Some clinical paranoids are also extra sensitive, making them hard to sneak up on, for example, and helping them to overreact to things that ordinary people would ignore. They pick up on little details usually missed. Think of the character "Monk" as an extreme example.
posted by kablam at 4:40 PM on July 17, 2004

The faculty that encapsulates our self concept is obviously malleable, but it is this sort of research as well as visual or auditory illusion work that, for me, puts identity into sharp relief.
posted by snarfodox at 6:29 PM on July 17, 2004

Gates of Perception.
posted by troutfishing at 7:37 PM on July 17, 2004

Here's a scary one for you. In the 1970s, an antidepressant was created. Its chemical name is desipramine hydrochloride, but it was sold under the brand name Norpramine (noradrenaline).

It was really a shotgun solution to the b-b gun problem of depression, affecting a whole slew of brain chemicals; but it was the only game in town. After FDA approval, though it caused, routinely, every side effect in the book, it became one of the most widely prescribed medicines in the US.
Millions of people took, and still take it.

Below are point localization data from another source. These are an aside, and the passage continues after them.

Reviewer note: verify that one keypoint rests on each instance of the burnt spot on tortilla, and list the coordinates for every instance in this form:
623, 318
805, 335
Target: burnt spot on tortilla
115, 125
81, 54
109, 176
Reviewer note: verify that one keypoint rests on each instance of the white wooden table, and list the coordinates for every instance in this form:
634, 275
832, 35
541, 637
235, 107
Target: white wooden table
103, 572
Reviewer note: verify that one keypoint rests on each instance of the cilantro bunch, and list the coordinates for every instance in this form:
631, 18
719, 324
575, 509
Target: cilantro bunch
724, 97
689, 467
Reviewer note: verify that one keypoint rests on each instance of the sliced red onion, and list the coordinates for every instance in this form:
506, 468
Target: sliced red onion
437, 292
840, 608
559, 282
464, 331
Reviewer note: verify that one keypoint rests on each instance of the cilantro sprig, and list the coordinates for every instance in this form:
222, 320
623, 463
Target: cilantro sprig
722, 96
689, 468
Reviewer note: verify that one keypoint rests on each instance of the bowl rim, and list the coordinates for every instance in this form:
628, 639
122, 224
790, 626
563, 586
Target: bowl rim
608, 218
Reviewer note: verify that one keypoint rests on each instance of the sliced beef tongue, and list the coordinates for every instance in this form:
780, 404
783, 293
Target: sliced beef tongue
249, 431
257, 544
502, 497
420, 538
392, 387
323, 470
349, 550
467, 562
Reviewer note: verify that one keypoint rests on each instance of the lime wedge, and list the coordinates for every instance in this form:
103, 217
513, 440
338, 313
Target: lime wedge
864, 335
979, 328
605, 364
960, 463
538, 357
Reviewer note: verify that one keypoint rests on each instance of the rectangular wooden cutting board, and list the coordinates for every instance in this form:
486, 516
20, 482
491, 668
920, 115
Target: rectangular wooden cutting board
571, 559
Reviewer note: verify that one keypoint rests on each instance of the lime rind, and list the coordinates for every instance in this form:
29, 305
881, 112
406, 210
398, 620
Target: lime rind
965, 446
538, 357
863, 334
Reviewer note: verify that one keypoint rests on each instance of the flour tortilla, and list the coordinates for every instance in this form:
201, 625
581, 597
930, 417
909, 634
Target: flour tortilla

However, after approval, testing ended in the US. In Japan, however, experiments started noting very odd side effects, too subtle to be picked up in routine analysis at recommended dosage.

The strangest of these was that the drug tended to "soften" those mental parameters that mammals develop since birth. To demonstrate the power of this phenomenon, they sewed one eyelid of an adult housecat closed, then injected the drug in the optic center of the cat's brain.

In a week or two, the cat re-learned to see, but with only a single eye. When the stiches were removed, the eye still worked perfectly, and sent signals to the brain, where they were ignored.

Two functional eyes sending signals to the brain, but only monocular vision. And binocular vision did not return over time.

Now imagine what this drug has done, and is subtly doing, to millions of Americans, whose *entire brain*, not just their optic center, is being exposed to years worth of this chemical.
posted by kablam at 8:48 PM on July 17, 2004

It would seem — but I'm not sure, so I'm asking — that this would be related to the 6th sense, proprio sentia. Is that the case?
posted by silusGROK at 8:55 PM on July 17, 2004

look at your hands
posted by soyjoy at 9:21 PM on July 17, 2004

More about Ramachandran in a previous thread.